# Bayesian Statistics

## Indicator Functions
An indicator function, sometimes known as a Heaviside or unit-step function, takes a value evaluates it against some condition, returning either 1 (the condition is true), or 0 (the condition if false):

$$
I_{\{x>3\}}(x) =
    \begin{cases}
        0 & \text{if } x \leq 3 \\
        1 & \text{if } x > 3
    \end{cases}
$$

In [19]:
# an example indicator function
Ia <- function(x) {
    if (x <= 3) 0
    else 1
}

# here we create a randomised vector of 12 dice rolls:
xs <- sample(6, 12, replace=TRUE)
xs

# now we apply the indicator function to see which ones 
# are greater than 3:
gt3 <- sapply(xs, Ia)
gt3

# summary info
mean(xs)
median(xs)
var(xs)
sd(xs)

Indicator functions can be strung together as part of a larger function. In this example, what would be the result of $g(x)$ where $x=18$?

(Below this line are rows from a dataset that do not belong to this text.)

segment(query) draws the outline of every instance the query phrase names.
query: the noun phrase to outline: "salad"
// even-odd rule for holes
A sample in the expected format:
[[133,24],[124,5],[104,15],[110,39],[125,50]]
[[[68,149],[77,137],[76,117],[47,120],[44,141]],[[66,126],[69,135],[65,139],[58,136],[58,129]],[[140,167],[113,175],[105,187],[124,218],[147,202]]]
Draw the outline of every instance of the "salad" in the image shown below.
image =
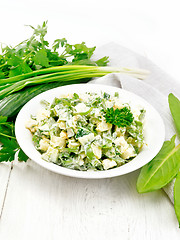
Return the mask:
[[62,167],[108,170],[128,163],[144,145],[145,110],[116,92],[68,94],[26,122],[42,159]]

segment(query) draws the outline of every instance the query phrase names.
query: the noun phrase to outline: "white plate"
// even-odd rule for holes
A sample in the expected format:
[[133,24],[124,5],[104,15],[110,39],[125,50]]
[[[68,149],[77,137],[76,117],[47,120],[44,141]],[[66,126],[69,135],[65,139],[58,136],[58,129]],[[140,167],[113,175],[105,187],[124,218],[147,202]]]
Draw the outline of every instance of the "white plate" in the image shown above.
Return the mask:
[[[144,132],[146,145],[144,145],[142,151],[137,155],[137,157],[123,166],[106,171],[96,172],[72,170],[42,160],[41,154],[33,145],[30,131],[25,128],[25,122],[29,120],[30,116],[35,115],[37,111],[42,108],[40,101],[45,99],[49,102],[52,102],[55,97],[60,97],[61,94],[74,92],[100,93],[101,91],[110,94],[118,92],[123,101],[130,103],[130,105],[141,106],[146,110]],[[74,84],[48,90],[26,103],[17,116],[15,123],[15,134],[20,147],[26,153],[26,155],[42,167],[71,177],[97,179],[115,177],[130,173],[151,161],[162,147],[165,139],[165,127],[159,113],[147,101],[132,92],[106,85]]]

$$g(x) = ( 2000 \times I_{\{x<2\}}(x) ) + ( 200x \times I_{\{x=5\}}(x) ) + ( 2x \times I_{\{x>10\}}(x) )$$

Here, the first indicator function evaluates to 0, since 16 is greater than 2.
The second indicator function evaluates to 0 also.
The third indicator function evaluates to 2x16 (since 16 is greater than 10), so the final result is 32.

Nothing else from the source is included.